Purpose of the Study:
- To develop a machine learning (ML) model to aid in brain death diagnosis using EEG suppression ratio (SR).
- To improve the speed and accuracy of brain death diagnosis.
- To potentially reduce delays in organ transplantation.
Main Methods:
- Analyzed EEG data from 180 patients (81 brain death, 99 unresponsive wakefulness syndrome).
- Calculated suppression ratio (SR) using Persyst® v13 software, defining suppression as <3μv amplitude lasting ≥0.5 seconds.
- Applied supervised ML models, including Quadratic Discriminant Analysis (QDA), to predict brain death using SR, with a 70/30 training/test split.
Main Results:
- The QDA model achieved the highest performance in predicting brain death, with an Area Under the Curve (AUC) of 0.9806 ± 0.02.
- A cutoff SR value of >74.76% was identified as the maximum SR index for brain death.

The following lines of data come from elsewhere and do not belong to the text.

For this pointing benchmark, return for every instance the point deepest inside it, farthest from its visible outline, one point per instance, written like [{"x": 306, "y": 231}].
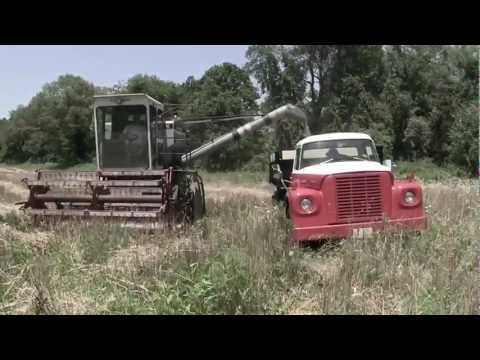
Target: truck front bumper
[{"x": 358, "y": 230}]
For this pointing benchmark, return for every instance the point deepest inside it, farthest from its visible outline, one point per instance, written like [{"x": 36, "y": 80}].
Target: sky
[{"x": 24, "y": 69}]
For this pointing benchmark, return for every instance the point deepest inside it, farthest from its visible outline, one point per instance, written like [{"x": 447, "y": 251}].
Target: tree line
[{"x": 418, "y": 101}]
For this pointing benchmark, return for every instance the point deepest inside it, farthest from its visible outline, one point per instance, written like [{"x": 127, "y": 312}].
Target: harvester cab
[
  {"x": 133, "y": 132},
  {"x": 142, "y": 173}
]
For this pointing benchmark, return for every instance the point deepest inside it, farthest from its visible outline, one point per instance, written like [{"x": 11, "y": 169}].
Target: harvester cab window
[{"x": 122, "y": 136}]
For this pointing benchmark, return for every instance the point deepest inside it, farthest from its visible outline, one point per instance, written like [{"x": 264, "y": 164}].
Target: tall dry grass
[{"x": 237, "y": 261}]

- QDA demonstrated superior accuracy (0.9120 ± 0.05), precision (0.9304 ± 0.04), recall (0.9120 ± 0.05), and F1-score (0.9101 ± 0.05).
Conclusions:
- A machine learning model, specifically QDA, can effectively support brain death diagnosis using EEG SR.
- This ML-driven approach may prevent diagnostic delays, thereby expediting organ transplantation.
- The developed model shows high potential for clinical application in brain death determination.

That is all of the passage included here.